Les principaux hôpitaux, cliniques et EMS vaudois lui font confiance pour leur linge sale. Fondée en 1983 dans le but de faire la lessive des établissements reconnus d'intérêt public, Les Blanchisseries Générales (LBG) lave plus blanc que blanc depuis exactement vingt ans, puisque l'exploitation a réellement débuté en 1986 sur le site d'Yverdon-les-Bains. Aujourd'hui, la société, dont le canton de Vaud détient 39% des parts, veut préparer l'avenir, malgré un contexte concurrentiel très vif et des surcapacités qui affectent l'ensemble de la Suisse romande.

«Il est indéniable que l'offre dépasse largement la demande», a concédé mercredi lors d'une conférence de presse Jean-Charles Paccolat, directeur général des LBG, qui ont réalisé l'an passé un chiffre d'affaires en légère progression à 17 millions de francs. Ce phénomène n'est d'ailleurs pas nouveau et il avait contraint les LBG à se diversifier en 2000.

Prestigieux contrats

Parallèlement à son pôle sanitaire, une unité de lavage, spécialisée dans l'hôtellerie et basée à Montreux, avait vu le jour. Depuis, elle a notamment décroché les contrats des prestigieux Hôtel Beau-Rivage à Lausanne et des Trois-Couronnes à Vevey.

Mais c'est toujours son activité sanitaire qui se taille la part du lion, avec quelque 85% des ventes. Cette suprématie se retrouve aussi dans le nombre d'employés. Yverdon accueille en effet 90 collaborateurs et environ la moitié pour Montreux, qui compte aussi l'administration de la société. Selon Jacques Perrin, président du conseil d'administration, les LBG détiennent d'ailleurs environ 65% du marché vaudois des hôpitaux et autres EMS.

«La société est bénéficiaire», lance pour sa part Jean-Charles Paccolat, sans toutefois détailler l'ampleur des profits. «De plus, nous générons un cash-flow suffisant pour continuer à nous développer et à amortir nos emprunts.» Sur les 33 millions de francs investis dans la société, les LBG ont ainsi réussi à en rembourser 14. A l'époque, l'Etat avait d'ailleurs octroyé une garantie d'emprunt bancaire à hauteur de 23,8 millions.

Mais ce sont justement ces liens étroits avec le canton de Vaud qui ont fait surgir une polémique dont les LBG se seraient volontiers passées. «L'Etat de Vaud lave-t-il son linge sale en famille?» C'est en tout cas la question que le député Nicolas Daïna avait soulevée au Conseil d'Etat. Lequel empoignera la question mercredi prochain. Selon l'élu libéral, ouvrir le marché permettrait de faire de nombreuses économies. Un argument évidemment battu en brèche par les dirigeants des LBG. «Nous avons des tarifs tout à fait compétitifs», rétorque Jacques Perrin, également député radical.

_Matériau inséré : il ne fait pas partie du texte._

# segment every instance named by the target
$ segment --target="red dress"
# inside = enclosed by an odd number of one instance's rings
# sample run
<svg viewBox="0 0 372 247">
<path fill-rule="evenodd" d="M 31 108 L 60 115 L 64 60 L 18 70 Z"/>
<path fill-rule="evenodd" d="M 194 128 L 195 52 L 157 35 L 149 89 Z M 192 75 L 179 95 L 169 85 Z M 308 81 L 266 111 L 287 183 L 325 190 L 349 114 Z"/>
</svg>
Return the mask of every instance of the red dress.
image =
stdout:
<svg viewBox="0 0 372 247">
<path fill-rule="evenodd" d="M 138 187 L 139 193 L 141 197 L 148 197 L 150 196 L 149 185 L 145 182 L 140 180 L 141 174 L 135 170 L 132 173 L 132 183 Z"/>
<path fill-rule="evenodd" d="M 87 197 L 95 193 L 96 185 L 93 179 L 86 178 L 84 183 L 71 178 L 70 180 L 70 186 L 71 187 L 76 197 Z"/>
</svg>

Ce n'est pas seulement sur le front politique que se joue cette affaire. L'an passé, le Tribunal administratif avait en effet obligé l'Hôpital Riviera à mettre en soumission publique la lessive de son linge. Ce qui n'avait pas empêché les LBG de remporter la mise. «Nous sommes ouverts aux soumissions. Ce d'autant plus que, lorsque cela est le cas, nous les gagnons», renchérit Jacques Perrin. Un recours est toutefois toujours pendant.

L'argent du contribuable

«Les LBG nous font concurrence en utilisant l'argent du contribuable. Ce qui provoque une distorsion très claire du marché», s'emporte de son côté Théodore Inversini, patron du concurrent Lavotel, qui vient de regrouper sa société avec les Epinettes et Valdau (30 millions de chiffre d'affaires pour 260 personnes). Il se demande par ailleurs s'il appartient vraiment à l'Etat de subventionner le linge des hôtels de luxe.

L'affaire pourrait encore connaître un scénario différent. Car les LBG prévoient une augmentation du capital-actions, dont aucun détail n'a pour l'heure filtré. Et le gouvernement cantonal a clairement fait savoir qu'il n'y souscrirait pas. Du coup, l'Etat perdrait sa majorité de blocage. A moins qu'il ne décide de tout céder. Reste que tous les conflits d'intérêts n'en seraient pas pour autant gommés, notamment au niveau de l'indépendance du conseil d'administration. Un organe dans lequel siègent ses propres clients. «Où se situent les intérêts de l'Etat? Du côté des clients ou des actionnaires?», lance Nicolas Daïna.